A Journey into Industrializing the Writing and Deployment of Kibana Plugins (riding Docker)

le 19/09/2016 par Alexandre Masselot
Tags: Data & AI

by Alexandre Masselot (OCTO Technology Switzerland), Catherine Zwahlen (OCTO Technology Switzerland) and Jonathan Gianfreda.

The possibility of custom plugins is a strong Kibana promise. We propose an end to end tutorial to write such plugins. But this "end to end" approach also means "how to continuously deploy them?", "how to share an environment with seeded data?" Those questions will bring us in a full fledged integration infrastructure, backed by Docker.

The Elasticsearch has grown from a Lucene evolution to a full fledged distributed document store, with powerful storage, search and aggregation capabilities. Kibana has definitely brought a strong component for interactive searching and visualization, transforming the data storage tier into an end user browser.

Customizable dashboards via a rich library of graphical components made its success, but soon, the need for real customization arose. If plugins were thought to be integrated from early on, the actual customization often lied into forking the master project and adapting to on particular purpose. Merging back fixes was soon to be a daunting effort to keep up with the high pace of the Github repository evolution .

Fortunately, as of version 4.3, the Kibana project took a more structured way to integrate custom plugins. The promise of maintainable external plugins became true. Those plugins, written in JavaScript, can be as simple as a standalone widget (e.g. a clock), a field formater (an up/down arrow instead of positive/negative number), a graphical representation of a search result (a chart) or a full blown application.

So, that should be easy. Just google and you would craft wonderful shiny visualizations.

But not fast, young Kibana Padavan! Documentation lacks, resources are valuable but scarce. But the promise is still shiny and we want to reach it.

In this post, we propose to share our journey into the writing of Kibana plugins, the little pitfalls we fell in and the setup of continuous deployment into a Docker environment. There is no dramatic discovery or stunning breakthrough today, but a tentative to write a map to make your journey easier.

The purpose of the Quest

The goals was to meet the Kibana 4.3+ promise, to be able to customize the platform without forking the orignal code branch.

Our *Definition of Done* was:

  • we should develop different plugin types: independent widget, formatters, aggregation visualization.

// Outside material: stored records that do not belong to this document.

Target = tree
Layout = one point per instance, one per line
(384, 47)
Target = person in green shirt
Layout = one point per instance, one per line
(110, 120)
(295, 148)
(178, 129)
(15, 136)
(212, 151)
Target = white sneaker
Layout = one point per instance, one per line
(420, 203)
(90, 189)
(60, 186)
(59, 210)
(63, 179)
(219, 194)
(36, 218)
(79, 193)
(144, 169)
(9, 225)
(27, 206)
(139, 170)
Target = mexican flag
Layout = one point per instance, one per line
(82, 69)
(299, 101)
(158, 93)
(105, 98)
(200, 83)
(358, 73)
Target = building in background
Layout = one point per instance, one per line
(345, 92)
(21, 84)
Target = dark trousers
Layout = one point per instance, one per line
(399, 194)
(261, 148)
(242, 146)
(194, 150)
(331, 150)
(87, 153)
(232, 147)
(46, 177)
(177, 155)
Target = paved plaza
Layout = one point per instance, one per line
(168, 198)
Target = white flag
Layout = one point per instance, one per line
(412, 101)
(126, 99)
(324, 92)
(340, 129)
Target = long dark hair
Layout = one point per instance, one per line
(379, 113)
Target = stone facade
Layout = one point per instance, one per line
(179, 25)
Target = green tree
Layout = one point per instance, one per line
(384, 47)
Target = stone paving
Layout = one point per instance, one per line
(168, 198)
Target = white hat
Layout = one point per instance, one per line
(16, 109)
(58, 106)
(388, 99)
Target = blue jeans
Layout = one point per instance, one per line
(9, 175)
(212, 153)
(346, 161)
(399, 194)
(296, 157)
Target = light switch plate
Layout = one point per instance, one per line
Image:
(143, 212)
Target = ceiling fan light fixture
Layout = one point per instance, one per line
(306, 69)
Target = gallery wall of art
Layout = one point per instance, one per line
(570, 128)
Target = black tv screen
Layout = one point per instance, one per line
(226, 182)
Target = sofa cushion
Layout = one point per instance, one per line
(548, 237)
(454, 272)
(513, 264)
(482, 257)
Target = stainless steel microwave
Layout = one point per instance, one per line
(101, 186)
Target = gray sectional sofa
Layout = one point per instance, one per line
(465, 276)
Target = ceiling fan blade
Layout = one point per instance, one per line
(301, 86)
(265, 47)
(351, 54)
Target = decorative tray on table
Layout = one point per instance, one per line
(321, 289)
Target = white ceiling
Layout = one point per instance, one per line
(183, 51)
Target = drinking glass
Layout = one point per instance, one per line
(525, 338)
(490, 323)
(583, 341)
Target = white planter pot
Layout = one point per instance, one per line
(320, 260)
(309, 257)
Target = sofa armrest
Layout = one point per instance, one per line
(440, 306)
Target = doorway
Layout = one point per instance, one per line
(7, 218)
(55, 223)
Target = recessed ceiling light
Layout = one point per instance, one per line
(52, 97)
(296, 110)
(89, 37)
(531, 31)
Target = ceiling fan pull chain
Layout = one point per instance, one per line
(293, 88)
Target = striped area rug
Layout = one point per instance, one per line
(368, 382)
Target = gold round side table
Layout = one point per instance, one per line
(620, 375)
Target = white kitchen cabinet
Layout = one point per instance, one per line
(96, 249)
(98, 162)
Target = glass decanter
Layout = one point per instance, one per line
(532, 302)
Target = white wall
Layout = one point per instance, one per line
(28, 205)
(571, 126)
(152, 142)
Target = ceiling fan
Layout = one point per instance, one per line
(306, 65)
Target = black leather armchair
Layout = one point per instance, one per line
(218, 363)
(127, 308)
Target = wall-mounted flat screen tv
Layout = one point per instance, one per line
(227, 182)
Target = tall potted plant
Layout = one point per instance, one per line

NB: at this stage, they don't need to be pretty or even particularly meaningful;
  • they should be resizable and offer the classic comfort of the Kibana experience;
  • we should be able to continuously build and deploy them via Jenkins or such;
  • we want to use Docker to run Jenkins, Elasticsearch and an integration Kibana instance;
  • with Docker, we want the infrastructure to start with preloaded data and visualization, to allow user driven or automated tests;
  • we want the plugin development itself to be as smooth as possible (short reload time when source code has changed);
  • we want others to be able to reproduce the experience;
  • finally, we want to be able to give a feedback on which extent the technology is mature for a full blown project.

dashboard-overall

Figure 1: Elasticsearch is fed with 10'000 geolocalized tweets. We display a snapshot of the deployed dashboard with custom plugins. From upper left to lower right: a) a simple clock, untied to any data; b) the default Kibana date histogram, for time range selection; c) an aggregation visualization, where tweets are counted per country; d) a search results with a custom formatter, altering the color for #hashtags and @accounts.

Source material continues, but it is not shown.